Paper No. 6
Presentation Time: 1:30 PM-5:00 PM
DETAILED PETROGRAPHIC AND MICROSTRUCTURAL ANALYSIS OF SHEARED BIOTITE GNEISS WITHIN THE KINNARD CREEK FAULT, JASPER COUNTY, GEORGIA
Detailed geologic mapping and field observations have identified the Kinnard Creek fault within the Inner Piedmont Cat Square terrane of Central Georgia. Previous work interpreted the structure as a southwest-directed, dextral-oblique thrust fault (Davis, 2010). Motion along the fault is correlated with Acadian or Neoacadian deformational pulses (Heubner et al., 2011). Unusual porphyroclastic hornblende, garnet, and feldspar crystals are present in a narrow band within and immediately adjacent to the fault zone. Orthogonal sections, cut either parallel to or perpendicular to the mineral stretching lineation, were prepared in order to examine the structural, textural, spatial, and chemical characteristics of the rocks exposed in the Kinnard Creek Fault in more detail using petrographic and SEM-EDS analytical techniques.
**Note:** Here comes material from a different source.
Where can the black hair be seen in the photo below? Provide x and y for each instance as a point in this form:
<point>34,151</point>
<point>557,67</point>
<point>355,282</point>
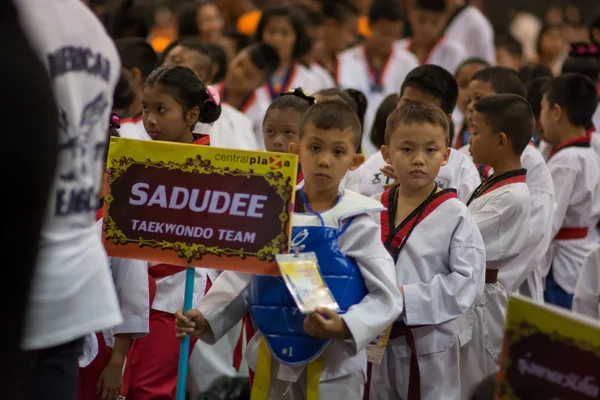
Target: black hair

Garnet and hornblende porphyroclasts contained abundant inclusions of ilmenite and plagioclase feldspar. While inclusion density within garnet generally increases toward the rim of the crystal; the inclusions are not concordant with the matrix fabrics, indicating that garnet growth was pre-kinematic. Garnet does not appear to be strongly resorbed. Hornblende porphyroclasts also appear to be pre-kinematic; some contain tension cracks that have been filled with biotite, and σ-type recrystallized tails are visible in hand sample and thin-section. Plagioclase crystals commonly exhibit σ-type tails. Biotite, alkali feldspar, muscovite, and quartz are common phases in the matrix; accessory apatite, zircon, and epidote-group minerals are present in the matrix and as inclusions within the hornblende and garnet porphyroclasts. Preliminary chemical characterization found slight increases in Mn content in garnet rims, with elevated Ca and Mg contents in the near-rim. These zoning patterns may correspond to the changes in inclusion density. Combined with microstructural characterization, compositional data can better constrain the evolution and timing of metamorphic conditions before and during shearing within the Kinnard Creek Fault.